Более или менее несомненно, что в этом описании письма немало идеализации, что в действительности жизнь в небольшом германском курортном городке не была так безоблачно весела и прекрасна, но это делает письмо Поджо, может быть, еще более интересным. Оно рисует идеал счастливой жизни среди прекрасной природы в обществе беззаботных друзей и веселых, красивых и не слишком строгих женщин — идеал, характерный для гуманизма вообще и для Поджо в частности.
Второе письмо, написанное через несколько дней, представляет собой резкий и несомненно сознательный контраст с первым — оно посвящено описанию бесчеловечной казни в Констанце чешского реформатора и революционера, сподвижника уже казненного Гуса — Иеронима Пражского.

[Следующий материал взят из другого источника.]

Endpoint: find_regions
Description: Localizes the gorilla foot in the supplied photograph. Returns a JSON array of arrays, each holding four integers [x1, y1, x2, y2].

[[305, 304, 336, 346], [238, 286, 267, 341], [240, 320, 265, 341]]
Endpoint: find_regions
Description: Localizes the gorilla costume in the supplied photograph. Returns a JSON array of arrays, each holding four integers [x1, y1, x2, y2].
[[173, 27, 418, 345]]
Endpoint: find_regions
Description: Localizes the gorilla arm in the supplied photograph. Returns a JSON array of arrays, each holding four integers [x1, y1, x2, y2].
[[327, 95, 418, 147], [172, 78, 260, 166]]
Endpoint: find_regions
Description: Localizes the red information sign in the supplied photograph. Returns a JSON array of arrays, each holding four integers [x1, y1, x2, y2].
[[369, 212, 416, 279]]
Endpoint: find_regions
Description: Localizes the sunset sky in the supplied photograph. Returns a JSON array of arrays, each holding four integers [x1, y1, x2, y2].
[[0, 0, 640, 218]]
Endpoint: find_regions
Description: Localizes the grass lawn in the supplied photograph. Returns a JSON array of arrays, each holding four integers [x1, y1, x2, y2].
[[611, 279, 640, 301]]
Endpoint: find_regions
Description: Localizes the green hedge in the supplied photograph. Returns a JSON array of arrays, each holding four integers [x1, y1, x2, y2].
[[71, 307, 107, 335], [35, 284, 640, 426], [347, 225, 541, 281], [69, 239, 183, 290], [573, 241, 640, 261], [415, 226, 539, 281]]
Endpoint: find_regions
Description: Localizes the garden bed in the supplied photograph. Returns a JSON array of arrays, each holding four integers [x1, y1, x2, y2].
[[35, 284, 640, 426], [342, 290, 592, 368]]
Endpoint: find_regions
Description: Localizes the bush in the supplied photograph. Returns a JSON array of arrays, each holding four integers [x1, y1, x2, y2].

Подробно, с живой симпатией к непримиримому врагу католической церкви, которая кормит автора, описывается продолжающийся почти целый год процесс Иеронима, его спокойные, умные, нередко злые ответы на вопросы, его мужественная защита всех погибших жертв мракобесия от Моисея, Христа, Сократа и Боэция и до Гуса, который «ничего не думал противного положениям церкви божией, но (выступал. —
Смелая, прямая защита Иеронимом своих убеждений, от которых он, несмотря на все мучения, угрозы, неминуемую смерть, ни на шаг не хотел отступиться, вызывает бурю возмущения со стороны жирных, самодовольных, тупых церковников, но их жертва остается непоколебимой. «Так он стоял непоколебимый, бесстрашный, не только презирая смерть, но стремясь к ней, так что ты мог бы назвать его вторым Катоном»[386].
Казнь бесстрашного борца, привлекшего к себе симпатию многих церковников, и в первую очередь самого Поджо, описывается сильно, ярко и производит глубокое впечатление: «Со спокойным и даже веселым лицом шел Иероним на казнь, не страшась огня, мучений, смерти. Ни один из стоиков не переносил смерть так мужественно, как он, казалось, желавший ее…»[387]
Затем следует подробное описание сожжения Иеронима. «Когда палач, — заканчивает Поджо, — хотел зажечь костер не впереди, а сзади, за его спиной, чтобы он не видел этого, мученик сказал ему: "Иди сюда и зажги огонь на моих глазах, ибо если бы я боялся его, я бы никогда не пришел на это место и бежал бы от него". Так был сожжен этот замечательный человек (но не его вера)»[388].